Q) Is there a way to bypass the Unexpected Input Remover and read all the feature types?

A) Of course; there are two methods. The one to choose depends on your format type.


1) If there are missing Feature Types the logical solution is to add them to the workspace. Use Source Data > Import Feature Type definitions from the menubar. You are prompted to select a source dataset – when you do so FME makes a list of all of the Feature Types in that dataset and adds them to the workspace, in much the same way as when the workspace was originally created. You will need to make sure you select all the datasets that have different Feature Types.


This solution is better suited to file-based datasets which have the ability to assign Feature Type; for example DGN, DXF, geodatabase, Smallworld.


Note that the Feature Type definitions can be imported from any dataset - not necessarily the one you are wanting to read (e.g. you could store definitions for your DGN feature types inside an Oracle database schema, or add destination definitions by importing them from an existing source)



2) If missing Feature Types are being thrown away, another logical solution is to tell FME to keep them regardless. Open up the properties dialog box for a single source Feature Type. You will see a ‘Merge Feature Type’ option – click it to turn on the option. You then need to enter a value for the ‘Merge Filter’. The merge filter is a standard expression that defines which Feature Types are allowed to pass. Set it to "*" (asterisk) and ALL feature types will be permitted to pass. Set it to "st*" and only Feature Types beginning with st will be permitted to pass.


This solution is better suited to folder-based datasets which don't have the ability to assign Feature Type; for example shapefile, MID/MIF, CSV.


The advantage of the second method is that you don’t need to worry about whether new datasets contain Feature Types you haven’t encountered before, they will be passed regardless. The first method always requires you to pre-define your Feature Types. However the disadvantage to the second method is that since all features pass through the same input channel you lose the individual control over them that the first method allows for.

Q) How is this different to the "Feature Types to Read" parameter?

A) The Feature Types to Read parameter lets you define which feature types (layers) should be read from the source data. However, the list of layers is those defined in the workspace, not those in whatever dataset you are reading.


In other words, Feature Types to Read is a great way to turn layers on/off, but they must already be defined in the workspace.

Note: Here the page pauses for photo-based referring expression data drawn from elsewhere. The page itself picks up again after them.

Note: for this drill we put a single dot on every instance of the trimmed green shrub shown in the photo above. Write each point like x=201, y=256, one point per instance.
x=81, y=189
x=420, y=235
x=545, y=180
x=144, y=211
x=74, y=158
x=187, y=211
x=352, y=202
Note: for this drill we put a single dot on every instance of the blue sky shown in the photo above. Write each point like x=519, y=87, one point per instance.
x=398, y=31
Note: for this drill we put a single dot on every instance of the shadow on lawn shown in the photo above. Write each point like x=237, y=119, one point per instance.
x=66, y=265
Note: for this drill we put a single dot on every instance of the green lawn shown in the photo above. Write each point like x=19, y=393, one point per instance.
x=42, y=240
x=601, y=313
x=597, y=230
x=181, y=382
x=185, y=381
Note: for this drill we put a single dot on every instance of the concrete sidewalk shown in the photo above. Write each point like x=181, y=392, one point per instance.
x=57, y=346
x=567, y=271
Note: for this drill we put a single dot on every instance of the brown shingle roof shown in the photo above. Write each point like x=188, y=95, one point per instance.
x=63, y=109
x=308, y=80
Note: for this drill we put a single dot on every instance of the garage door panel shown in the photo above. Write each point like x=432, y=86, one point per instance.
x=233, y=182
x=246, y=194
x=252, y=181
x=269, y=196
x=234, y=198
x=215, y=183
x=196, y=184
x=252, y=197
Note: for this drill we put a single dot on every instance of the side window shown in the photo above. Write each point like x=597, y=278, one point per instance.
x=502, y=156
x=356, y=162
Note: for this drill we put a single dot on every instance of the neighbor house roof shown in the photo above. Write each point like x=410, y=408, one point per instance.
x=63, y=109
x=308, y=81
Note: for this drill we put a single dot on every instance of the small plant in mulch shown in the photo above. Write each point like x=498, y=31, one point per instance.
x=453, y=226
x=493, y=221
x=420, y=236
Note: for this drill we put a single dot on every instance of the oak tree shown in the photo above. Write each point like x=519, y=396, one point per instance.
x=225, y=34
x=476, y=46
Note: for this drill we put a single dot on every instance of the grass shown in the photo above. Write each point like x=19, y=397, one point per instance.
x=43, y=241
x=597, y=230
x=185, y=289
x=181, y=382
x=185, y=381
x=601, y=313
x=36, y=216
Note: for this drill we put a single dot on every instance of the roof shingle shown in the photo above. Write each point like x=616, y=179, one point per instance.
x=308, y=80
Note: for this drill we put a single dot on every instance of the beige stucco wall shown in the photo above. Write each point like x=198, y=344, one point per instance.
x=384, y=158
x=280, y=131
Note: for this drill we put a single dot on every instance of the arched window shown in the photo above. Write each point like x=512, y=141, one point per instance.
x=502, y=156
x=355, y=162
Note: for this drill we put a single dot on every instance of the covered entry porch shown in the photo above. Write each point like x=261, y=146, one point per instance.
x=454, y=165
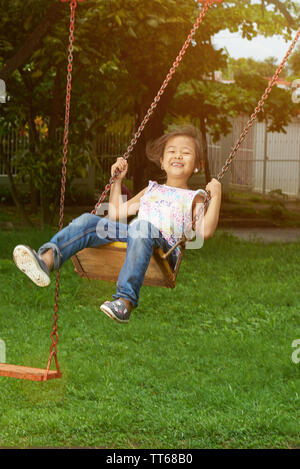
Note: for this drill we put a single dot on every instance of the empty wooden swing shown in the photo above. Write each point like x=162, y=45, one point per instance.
x=105, y=262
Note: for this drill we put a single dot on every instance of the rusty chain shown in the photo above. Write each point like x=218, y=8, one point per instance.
x=54, y=333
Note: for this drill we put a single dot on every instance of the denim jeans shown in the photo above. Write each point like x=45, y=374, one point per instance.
x=91, y=230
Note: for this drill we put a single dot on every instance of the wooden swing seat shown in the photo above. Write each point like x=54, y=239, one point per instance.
x=25, y=372
x=105, y=263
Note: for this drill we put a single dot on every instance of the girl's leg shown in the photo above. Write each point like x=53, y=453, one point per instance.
x=88, y=230
x=141, y=240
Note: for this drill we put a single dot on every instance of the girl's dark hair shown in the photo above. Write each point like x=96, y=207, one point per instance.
x=155, y=149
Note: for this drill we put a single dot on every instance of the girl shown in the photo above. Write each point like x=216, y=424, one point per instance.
x=165, y=213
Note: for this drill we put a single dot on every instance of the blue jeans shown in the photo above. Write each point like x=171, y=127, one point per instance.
x=91, y=230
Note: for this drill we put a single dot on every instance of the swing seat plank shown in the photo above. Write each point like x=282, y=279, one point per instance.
x=25, y=372
x=105, y=263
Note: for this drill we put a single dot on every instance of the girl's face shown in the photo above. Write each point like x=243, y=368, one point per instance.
x=179, y=159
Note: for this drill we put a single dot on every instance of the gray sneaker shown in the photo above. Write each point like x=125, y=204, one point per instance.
x=27, y=260
x=116, y=310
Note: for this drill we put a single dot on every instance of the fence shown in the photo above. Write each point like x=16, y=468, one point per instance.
x=265, y=161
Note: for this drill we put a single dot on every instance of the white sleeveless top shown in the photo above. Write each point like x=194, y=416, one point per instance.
x=169, y=209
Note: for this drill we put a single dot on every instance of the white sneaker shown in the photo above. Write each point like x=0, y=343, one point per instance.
x=27, y=260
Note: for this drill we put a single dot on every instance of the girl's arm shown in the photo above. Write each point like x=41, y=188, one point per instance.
x=211, y=217
x=117, y=209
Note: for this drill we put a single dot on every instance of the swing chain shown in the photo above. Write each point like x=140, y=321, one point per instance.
x=54, y=333
x=156, y=100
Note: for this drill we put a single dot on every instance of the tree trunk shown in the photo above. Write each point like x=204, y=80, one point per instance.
x=14, y=193
x=205, y=149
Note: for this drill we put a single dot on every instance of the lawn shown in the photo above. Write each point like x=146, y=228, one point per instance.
x=206, y=365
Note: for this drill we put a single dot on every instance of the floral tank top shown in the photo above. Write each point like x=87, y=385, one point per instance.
x=169, y=209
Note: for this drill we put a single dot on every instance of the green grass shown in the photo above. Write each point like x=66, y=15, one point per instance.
x=206, y=365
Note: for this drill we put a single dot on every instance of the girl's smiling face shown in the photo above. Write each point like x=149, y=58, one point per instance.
x=179, y=158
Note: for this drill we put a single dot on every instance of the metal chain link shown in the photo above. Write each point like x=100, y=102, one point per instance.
x=54, y=333
x=156, y=100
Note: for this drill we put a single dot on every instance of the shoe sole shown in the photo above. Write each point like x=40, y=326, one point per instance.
x=27, y=263
x=111, y=315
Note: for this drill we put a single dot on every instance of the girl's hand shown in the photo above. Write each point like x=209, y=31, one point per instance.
x=122, y=165
x=214, y=187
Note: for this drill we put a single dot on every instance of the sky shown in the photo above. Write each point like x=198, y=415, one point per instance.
x=258, y=48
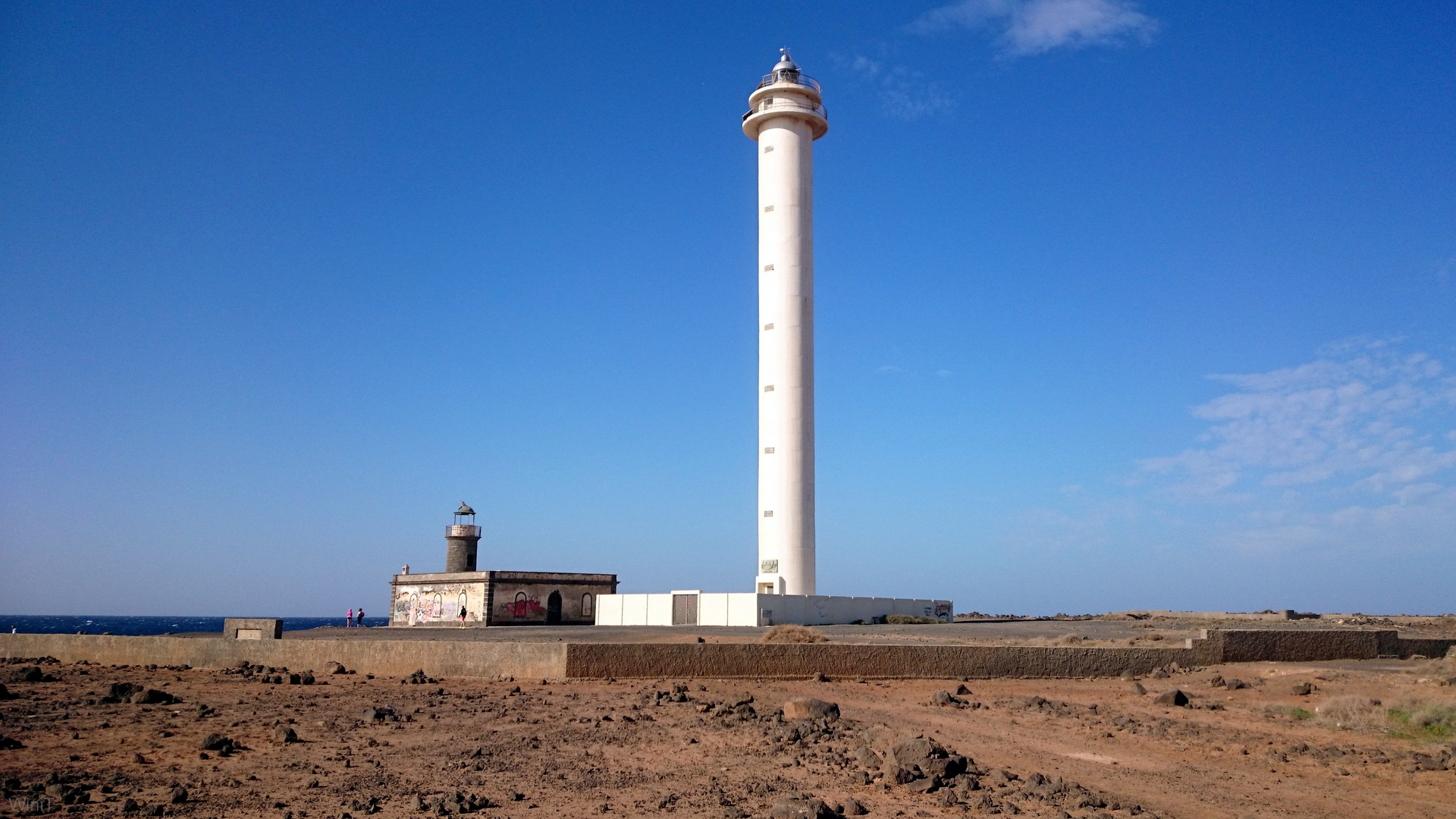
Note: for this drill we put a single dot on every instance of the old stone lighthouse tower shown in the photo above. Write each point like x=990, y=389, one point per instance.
x=785, y=115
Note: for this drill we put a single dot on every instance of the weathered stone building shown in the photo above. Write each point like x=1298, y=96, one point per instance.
x=492, y=598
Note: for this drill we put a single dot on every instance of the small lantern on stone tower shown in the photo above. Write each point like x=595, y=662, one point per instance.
x=462, y=541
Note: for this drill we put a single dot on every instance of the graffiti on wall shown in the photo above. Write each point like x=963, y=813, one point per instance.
x=422, y=605
x=523, y=607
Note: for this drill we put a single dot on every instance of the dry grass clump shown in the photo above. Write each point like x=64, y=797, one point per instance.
x=1435, y=722
x=1351, y=713
x=794, y=634
x=909, y=620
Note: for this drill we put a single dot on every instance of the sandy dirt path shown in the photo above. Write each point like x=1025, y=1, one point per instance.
x=552, y=748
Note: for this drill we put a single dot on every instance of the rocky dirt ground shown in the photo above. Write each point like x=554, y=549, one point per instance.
x=181, y=742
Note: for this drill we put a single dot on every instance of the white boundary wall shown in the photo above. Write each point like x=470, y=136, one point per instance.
x=764, y=610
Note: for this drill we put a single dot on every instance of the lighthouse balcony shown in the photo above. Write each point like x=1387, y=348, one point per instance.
x=799, y=107
x=786, y=105
x=794, y=77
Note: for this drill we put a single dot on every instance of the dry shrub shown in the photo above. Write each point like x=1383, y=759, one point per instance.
x=794, y=634
x=1351, y=713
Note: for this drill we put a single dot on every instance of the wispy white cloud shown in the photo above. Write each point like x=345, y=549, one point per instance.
x=903, y=93
x=1350, y=455
x=1346, y=425
x=1036, y=27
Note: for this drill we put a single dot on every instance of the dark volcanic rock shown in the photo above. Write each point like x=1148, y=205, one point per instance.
x=153, y=697
x=218, y=742
x=1172, y=697
x=121, y=692
x=810, y=708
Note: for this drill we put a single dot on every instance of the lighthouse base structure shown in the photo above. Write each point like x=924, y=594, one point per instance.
x=707, y=608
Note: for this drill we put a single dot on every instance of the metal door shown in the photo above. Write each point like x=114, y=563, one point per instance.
x=685, y=610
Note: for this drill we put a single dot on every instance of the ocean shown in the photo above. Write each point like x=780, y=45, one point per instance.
x=143, y=626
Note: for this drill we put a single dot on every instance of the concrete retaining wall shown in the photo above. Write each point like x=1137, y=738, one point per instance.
x=438, y=657
x=561, y=661
x=854, y=661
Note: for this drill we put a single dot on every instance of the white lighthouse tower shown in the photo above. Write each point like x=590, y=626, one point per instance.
x=785, y=115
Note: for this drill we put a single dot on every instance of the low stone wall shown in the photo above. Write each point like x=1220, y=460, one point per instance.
x=560, y=661
x=438, y=657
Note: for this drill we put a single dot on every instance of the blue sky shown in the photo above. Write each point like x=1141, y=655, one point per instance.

The main advantage is that it saves having to disable/delete unneeded feature types.


Q) Why did the Unexpected Input Remover refuse to read my Microstation DGN data?

A) The Unexpected Input Remover will filter out any features that do not match the input Feature Type attributes such as name or level.


In a MicroStation file this effectively filters out features on a different level to that which is expected.


BEWARE - The main catch here is when you create a workspace for one file and try to run a different file through it. If the second file has different levels its data is filtered out!


Complex Chains are another case to watch - in a V7 file the default level is 1, in a V8 file the default level is 'default' or 64.


This means the same workspace will not necessarily work for both versions of data! If you are missing features check their level name and number against your workspace.